2º le paragraphe 5 est complété par la phrase suivante:

« Le président doit rejeter la requête comme étant irrecevable si elle se fonde uniquement sur des informations provenant d'une source pour lui anonyme; »

3º l'article est complété par un paragraphe 8 rédigé comme suit:

« § 8. L'autorisation de prendre les mesures de constitution d'un gardien, de mise sous scellés et de saisie conservatoire visées au § 4, deuxième phrase, ne peut pas être accordée si les indices d'une atteinte se rapportent uniquement à la possession d'une copie d'un programme d'ordinateur ou à des moyens ayant pour seul but de faciliter la suppression non autorisée ou la neutralisation des dispositifs techniques qui protègent le programme d'ordinateur. »

2 décembre 2011.

Inge FAES.

(1) Directive 2004/48/CE, JO L 195 du 2 juin 2004, p. 16.

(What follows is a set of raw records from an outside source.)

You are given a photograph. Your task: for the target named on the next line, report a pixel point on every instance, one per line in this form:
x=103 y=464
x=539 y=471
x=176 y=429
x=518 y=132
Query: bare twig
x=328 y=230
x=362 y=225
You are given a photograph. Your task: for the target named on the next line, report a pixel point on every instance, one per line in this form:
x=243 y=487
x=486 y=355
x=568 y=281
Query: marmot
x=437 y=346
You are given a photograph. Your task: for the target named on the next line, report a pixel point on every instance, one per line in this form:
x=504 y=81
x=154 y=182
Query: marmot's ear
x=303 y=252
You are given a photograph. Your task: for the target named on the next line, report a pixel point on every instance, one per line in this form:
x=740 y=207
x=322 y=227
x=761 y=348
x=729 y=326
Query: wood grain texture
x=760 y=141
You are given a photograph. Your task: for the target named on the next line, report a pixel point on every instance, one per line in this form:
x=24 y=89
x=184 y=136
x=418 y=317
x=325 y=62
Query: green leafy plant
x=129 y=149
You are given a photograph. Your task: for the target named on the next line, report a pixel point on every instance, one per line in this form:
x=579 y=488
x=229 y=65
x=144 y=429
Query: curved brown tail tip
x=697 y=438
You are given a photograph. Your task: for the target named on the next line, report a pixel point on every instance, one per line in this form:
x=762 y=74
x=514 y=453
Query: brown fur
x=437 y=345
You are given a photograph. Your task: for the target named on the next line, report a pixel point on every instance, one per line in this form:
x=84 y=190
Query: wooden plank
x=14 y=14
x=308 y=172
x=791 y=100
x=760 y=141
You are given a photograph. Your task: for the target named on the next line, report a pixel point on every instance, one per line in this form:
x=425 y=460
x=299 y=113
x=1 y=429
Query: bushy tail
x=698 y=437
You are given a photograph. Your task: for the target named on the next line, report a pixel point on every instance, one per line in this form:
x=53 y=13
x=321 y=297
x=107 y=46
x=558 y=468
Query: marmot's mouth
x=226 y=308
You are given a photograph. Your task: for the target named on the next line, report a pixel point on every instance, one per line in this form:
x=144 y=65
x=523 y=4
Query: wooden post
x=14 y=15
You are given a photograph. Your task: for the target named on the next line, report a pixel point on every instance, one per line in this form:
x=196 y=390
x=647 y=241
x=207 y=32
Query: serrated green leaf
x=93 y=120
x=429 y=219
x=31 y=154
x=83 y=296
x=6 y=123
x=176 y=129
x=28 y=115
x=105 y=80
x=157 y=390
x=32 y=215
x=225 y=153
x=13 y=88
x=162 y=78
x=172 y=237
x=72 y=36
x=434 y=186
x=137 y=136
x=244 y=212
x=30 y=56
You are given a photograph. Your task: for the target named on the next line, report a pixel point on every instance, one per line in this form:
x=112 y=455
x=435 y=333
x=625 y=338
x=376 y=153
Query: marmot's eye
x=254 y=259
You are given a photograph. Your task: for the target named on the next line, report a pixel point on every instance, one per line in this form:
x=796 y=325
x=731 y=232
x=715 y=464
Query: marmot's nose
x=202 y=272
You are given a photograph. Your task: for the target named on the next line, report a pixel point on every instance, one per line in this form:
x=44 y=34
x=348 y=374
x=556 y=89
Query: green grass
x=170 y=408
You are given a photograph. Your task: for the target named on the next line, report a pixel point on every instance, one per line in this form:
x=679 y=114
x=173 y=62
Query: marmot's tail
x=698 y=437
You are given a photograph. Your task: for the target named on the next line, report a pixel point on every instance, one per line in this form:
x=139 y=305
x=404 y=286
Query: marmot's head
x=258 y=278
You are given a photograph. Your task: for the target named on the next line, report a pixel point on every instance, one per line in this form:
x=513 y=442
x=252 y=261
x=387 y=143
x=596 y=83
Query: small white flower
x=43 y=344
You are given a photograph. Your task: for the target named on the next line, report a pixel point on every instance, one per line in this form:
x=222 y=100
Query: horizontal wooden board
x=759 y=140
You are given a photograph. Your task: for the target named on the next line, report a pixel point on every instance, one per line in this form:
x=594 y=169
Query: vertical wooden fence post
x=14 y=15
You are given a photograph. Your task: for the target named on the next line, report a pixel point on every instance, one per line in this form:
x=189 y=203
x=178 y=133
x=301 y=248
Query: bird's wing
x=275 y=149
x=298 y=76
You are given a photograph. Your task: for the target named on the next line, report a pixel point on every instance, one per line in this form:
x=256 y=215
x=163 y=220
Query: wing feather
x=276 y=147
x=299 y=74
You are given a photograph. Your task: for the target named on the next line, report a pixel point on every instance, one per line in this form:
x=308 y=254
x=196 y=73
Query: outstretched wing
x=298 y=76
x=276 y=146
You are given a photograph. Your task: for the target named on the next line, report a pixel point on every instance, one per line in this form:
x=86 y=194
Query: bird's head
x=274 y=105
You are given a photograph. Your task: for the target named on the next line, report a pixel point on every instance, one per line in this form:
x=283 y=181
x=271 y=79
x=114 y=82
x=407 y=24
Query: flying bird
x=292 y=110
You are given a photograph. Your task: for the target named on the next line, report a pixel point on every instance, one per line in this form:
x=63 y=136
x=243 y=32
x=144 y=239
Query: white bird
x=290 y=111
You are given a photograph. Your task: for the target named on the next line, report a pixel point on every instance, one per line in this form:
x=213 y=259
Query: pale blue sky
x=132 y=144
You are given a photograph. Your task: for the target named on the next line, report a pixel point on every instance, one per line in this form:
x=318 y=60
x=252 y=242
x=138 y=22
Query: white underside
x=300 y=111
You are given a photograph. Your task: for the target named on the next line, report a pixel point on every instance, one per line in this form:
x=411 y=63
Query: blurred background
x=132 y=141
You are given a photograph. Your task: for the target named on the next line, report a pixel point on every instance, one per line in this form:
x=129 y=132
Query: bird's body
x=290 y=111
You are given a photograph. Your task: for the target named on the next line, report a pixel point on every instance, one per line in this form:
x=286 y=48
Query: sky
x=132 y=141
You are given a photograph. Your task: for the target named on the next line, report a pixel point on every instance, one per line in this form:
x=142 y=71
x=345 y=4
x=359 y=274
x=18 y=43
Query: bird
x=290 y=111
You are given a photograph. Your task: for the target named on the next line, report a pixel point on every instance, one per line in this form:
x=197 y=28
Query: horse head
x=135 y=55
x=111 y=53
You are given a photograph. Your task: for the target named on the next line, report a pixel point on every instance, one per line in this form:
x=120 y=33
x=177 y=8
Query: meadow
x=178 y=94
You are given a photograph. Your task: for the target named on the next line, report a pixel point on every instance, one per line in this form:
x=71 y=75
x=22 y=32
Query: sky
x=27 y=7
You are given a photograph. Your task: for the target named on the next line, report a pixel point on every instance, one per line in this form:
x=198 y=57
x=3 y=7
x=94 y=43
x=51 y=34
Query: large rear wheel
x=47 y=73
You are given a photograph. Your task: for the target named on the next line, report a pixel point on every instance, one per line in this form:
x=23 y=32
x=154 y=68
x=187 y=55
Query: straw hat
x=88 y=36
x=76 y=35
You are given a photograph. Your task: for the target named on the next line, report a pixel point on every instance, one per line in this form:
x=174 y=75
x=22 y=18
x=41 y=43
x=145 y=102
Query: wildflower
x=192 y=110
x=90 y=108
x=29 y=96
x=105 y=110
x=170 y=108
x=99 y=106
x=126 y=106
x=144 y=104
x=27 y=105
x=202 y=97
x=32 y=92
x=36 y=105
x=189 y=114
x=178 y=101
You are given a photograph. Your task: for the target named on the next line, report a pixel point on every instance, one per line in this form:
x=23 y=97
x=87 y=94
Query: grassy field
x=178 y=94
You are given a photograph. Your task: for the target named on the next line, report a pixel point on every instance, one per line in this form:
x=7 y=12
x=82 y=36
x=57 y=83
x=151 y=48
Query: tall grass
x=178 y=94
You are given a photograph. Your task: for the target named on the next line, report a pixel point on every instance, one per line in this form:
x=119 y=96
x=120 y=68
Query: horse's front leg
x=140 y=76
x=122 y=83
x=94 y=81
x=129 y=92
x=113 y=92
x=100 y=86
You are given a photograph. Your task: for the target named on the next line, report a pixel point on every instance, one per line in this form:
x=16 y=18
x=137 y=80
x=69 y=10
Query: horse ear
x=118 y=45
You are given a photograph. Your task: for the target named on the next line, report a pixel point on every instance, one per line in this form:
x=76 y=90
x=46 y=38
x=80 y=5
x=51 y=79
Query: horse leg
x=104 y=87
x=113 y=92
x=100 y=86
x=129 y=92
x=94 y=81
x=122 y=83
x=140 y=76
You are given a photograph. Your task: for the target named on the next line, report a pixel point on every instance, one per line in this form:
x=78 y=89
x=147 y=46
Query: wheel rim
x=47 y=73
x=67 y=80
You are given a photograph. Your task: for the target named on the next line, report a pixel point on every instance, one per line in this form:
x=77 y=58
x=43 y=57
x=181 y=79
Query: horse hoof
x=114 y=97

(2) Ponet, B., « Wanneer mag een verslag bij een beslag inzake namaak gebruikt worden ? », IRDI, 2010, p. 404.

(3) Dirix, E. « De rol van de beslagrechter in Beslag inzake namaak » (p. 43-56) in Gotzen F. (éd.), Story-Scientia, 1991, p. 47.

(4) Doc. Chambre, no 51-2943/1-2944/1, p. 59; Michaux, B. & De Gryse, E., « De handhaving van intellectuele rechten georganiseerd », TBH, 2007/7, p. 627.

(5) Doc. Chambre, no 51-2943/1-2944/1, p. 57.

(6) Il est notamment fait référence aux brevets. Doc. Chambre, no 51-2943/1-2944/1, p. 60.

(7) Doc. Chambre, no 51-2943/1-2944/1, p. 60.

(8) Michaux, B. & De Gryse, E., « De handhaving van intellectuele rechten georganiseerd », TBH, 2007/7, pp. 627-628.

(9) Lindemans, J.-D., « Softwarepolitie, boswachter of stroper ? », De Tijd, 12 novembre 2010.

(10) Ponet, B., « Wanneer mag een verslag bij een beslag inzake namaak gebruikt worden ? », IRDI, 2010, p. 405.